Le temps de saluer une poignée d’aficionados du festival attablés au village fantastique et je réalise mon retard pour cette première séance de la journée.

Freaks, de Tod Browning, fait presque salle comble. Je n’ai pas discuté ce point avec les organisateurs, mais il semble qu’une telle audience pour une séance de 14 heures un jeudi augure d’un succès exceptionnel pour la rétrospective. Le film est entré dans l’imaginaire du cinéphile pour une poignée d’images fortes. Pourtant, Browning ne se contente pas de faire le catalogue des étrangetés. Il construit un véritable récit avec d’excellents personnages, et ce dans un délai court (1h07). Près de 80 ans après sa sortie, le film demeure saisissant.

A 16 heures, je rejoins le St-Ex pour le rattrapage d’une séance de compétition de la veille. A priori, je suis sceptique quant à l’intérêt d’un faux documentaire sur le premier zombie.
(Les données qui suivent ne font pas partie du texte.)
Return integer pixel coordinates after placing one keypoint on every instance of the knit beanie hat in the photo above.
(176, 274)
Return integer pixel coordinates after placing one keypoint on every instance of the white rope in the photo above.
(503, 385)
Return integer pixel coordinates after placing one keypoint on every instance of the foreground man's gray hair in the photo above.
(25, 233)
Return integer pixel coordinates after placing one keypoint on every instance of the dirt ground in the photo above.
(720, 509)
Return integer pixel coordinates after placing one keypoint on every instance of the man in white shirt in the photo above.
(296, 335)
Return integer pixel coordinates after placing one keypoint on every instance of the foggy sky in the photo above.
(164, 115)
Harold’s going stiff est ainsi agréablement surprenant. Le film, tourné en 6 jours seulement, élude assez vite la question du mockumentary. Les personnages se sont construits au fil d’improvisations et ils se révèlent sincèrement attachants. Le genre n’est ici qu’un vecteur pour aborder des sujets de société. Le cinéaste confronte son spectateur à la prise en charge des impotents, à la maladie, au scandale alimentaire.
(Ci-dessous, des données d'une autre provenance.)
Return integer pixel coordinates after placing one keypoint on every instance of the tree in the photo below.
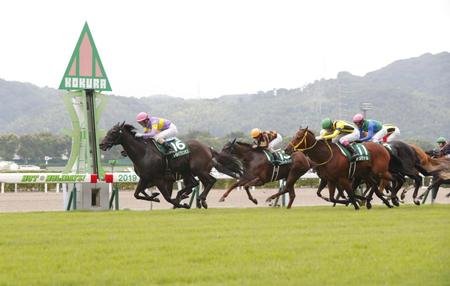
(8, 146)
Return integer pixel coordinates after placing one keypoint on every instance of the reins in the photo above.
(296, 147)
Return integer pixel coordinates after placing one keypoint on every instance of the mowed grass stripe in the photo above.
(263, 246)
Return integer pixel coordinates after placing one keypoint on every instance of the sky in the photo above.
(206, 49)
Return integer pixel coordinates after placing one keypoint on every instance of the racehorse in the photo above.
(333, 166)
(257, 170)
(410, 166)
(439, 168)
(149, 165)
Bien sûr, les grands sujets sont esquissés, mais il y a quelque chose de résolument séduisant dans cette transgression du film de zombie, dans cette mélancolie teintée d’humour à froid. Je suis très admiratif de cette faculté qu’a le cinéma anglais à se confronter aux sujets les plus glauques et à les rendre attractif sur grand écran (remember Four Lions).

Pourtant, dans cette mode actuelle du film de genre, les zombies lassent.
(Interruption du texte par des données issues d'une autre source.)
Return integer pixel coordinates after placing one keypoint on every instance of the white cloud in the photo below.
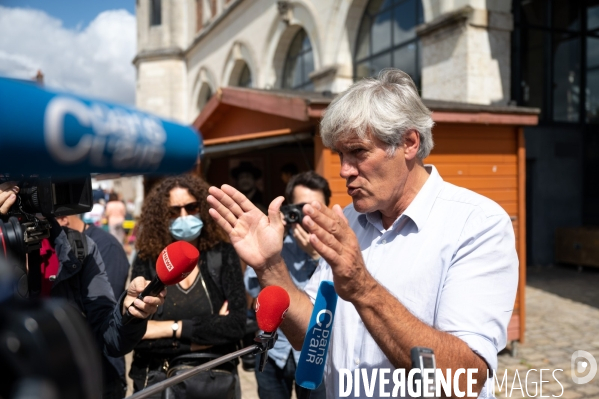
(94, 62)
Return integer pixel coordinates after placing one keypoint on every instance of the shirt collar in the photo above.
(419, 208)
L’approche sociale d’Harold l’emporte largement sur la potacherie indigeste de Dead Heads, vaste connerie américaine aux trois ressorts comiques étirés sur 1h30. Le virage romantique de la dernière demi heure est absolument consternant et il faudrait être très bon public pour adhérer à cette séance spéciale.

J’avoue que je ne suis pas dans les meilleures dispositions. J’attends avec une certaine fébrilité The Woman pour ce qui devrait être une des grandes séances du festival. Lucky McKee s’est déplacé pour présenter un film dont j’ai eu les meilleurs échos suite à sa projection au marché à Cannes.

Malgré une musique envahissante, The Woman (en photo) écrase la concurrence.

Il ne s’agit pas seulement du meilleur film de la sélection (avis révisable jusqu’à dimanche) mais bien d’une des grandes œuvres de cette année 2011. Le mythe de l’enfant sauvage n’est en l’état qu’une introduction. McKee fait exploser la famille américaine et la figure patriarcale dans un récit d’une grande violence morale. Certains évoqueront un film féministe. Peut être faut-il plutôt y voir un constat d’aliénation de la femme.

The Woman, le titre, ne désigne pas un personnage, mais un genre, une figure, pour une tentative de perception globale. Il faudra revenir sur ce très beau film qui mérite un regard particulier.

Après cette séance, j’ai besoin de faire une pause, pour prendre pleinement la mesure d’une telle œuvre. Si la soirée aura été courte, elle aura du moins tenue ses promesses. Et je rentre chez moi avec un trouble salutaire, regonflé sans doute pour les trois journées de projection à venir.